The Los Angeles Times reported on Thursday that Angela Suleman said her daughter had the embryos implanted last year, resulting in the eight births.
"They all happened to take," Suleman told the Times. "I looked at those babies. They are so tiny and so beautiful."
The woman declined to have the number of embryos reduced when she discovered she was carrying multiples, the Times reported. The six older siblings range from ages 7 to 2, according to the newspaper.
Suleman said she was concerned about her daughter's homecoming because her husband, a contract worker, is due to return to Iraq.
In the meantime, the mother, who remains unidentified, appealed for privacy while she recovers from giving birth, medical officials said Thursday.
In her written statement delivered by Dr. Karen Maples of the Kaiser Permanente Bellflower Medical Center in California, the woman who delivered eight babies in five minutes said she would soon make public the details of her "miraculous experience."
"We understand that you are all curious about the arrival of the octuplets, and we appreciate your respect for our family's privacy," she said.
"The babies continue to grow strong every day and make good progress. My family and I are ecstatic about all of their arrivals."
"Needless to say, the eighth was a surprise to us all, but a blessing as well," she added.
The six boys and two girls -- ranging in weight from 1 pound, 8 ounces to 3 pounds, 4 ounces -- are doing well following their Caesarean-section delivery at the Bellflower hospital, doctors said. They were born nine weeks premature.
Dr. Mandhir Gupta, a neonatalist, said all but one of the octuplets are now breathing on their own. That baby might be taken off breathing equipment Friday.
Caring for eight premature babies is a challenge. Duties are being shared by a large team of hospital nurses and doctors for the time being. Two nurses have been assigned to each child, and all the babies are receiving fluids, proteins and vitamins intravenously, Gupta said.
"We feed them. ... We change diapers. ... When they cry, we console them," Gupta said. "When the mom comes and touches the babies, you can definitely see their expression on their faces and body. They are very happy."
The babies, who are being referred to by letters of the alphabet, will remain in the hospital for at least seven more weeks.

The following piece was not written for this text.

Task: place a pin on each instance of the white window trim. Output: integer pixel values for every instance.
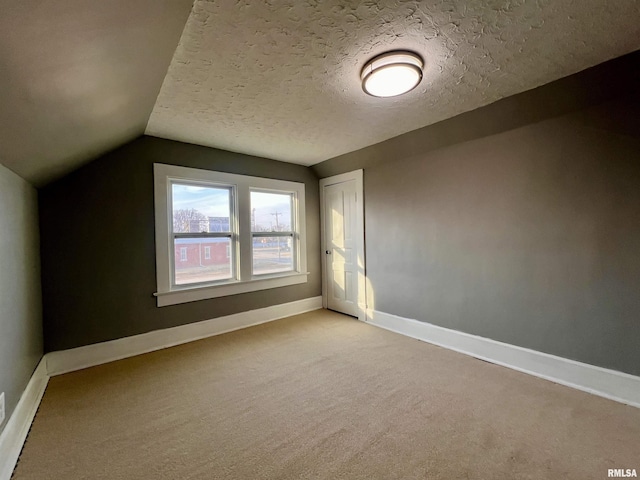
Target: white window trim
(245, 282)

Baby H made headlines for its surprise appearance during the delivery, which took months of preparation by a team of doctors, nurses and respiratory therapists. Watch a report on babies' progress »
The mother will not be able to hold her babies for another week, Gupta said. They are still fragile, developing intestines, he said.
Doctors initially thought the mother was pregnant with seven fetuses. She was hospitalized seven weeks ago and ordered to bed rest.
During the seven weeks, a team of 46 physicians, nurses and other staff members prepared for the births. When they started the delivery Monday, they were in for a surprise.
"After the seventh baby was born, we were taking a sigh of relief," Maples said.
"It was a surprise of our life when we in fact discovered there was an eighth baby," she said. "We never had an assignment for baby H nurse or baby H doctor. We just had to go on the fly and figure out what to do."
"Baby G nurse stepped up. We handed off the baby to baby G nurse. She then delivered that last baby to the neonatologist of the baby F."
"It was all wonderful because of the teamwork and the training we did before," Maples said.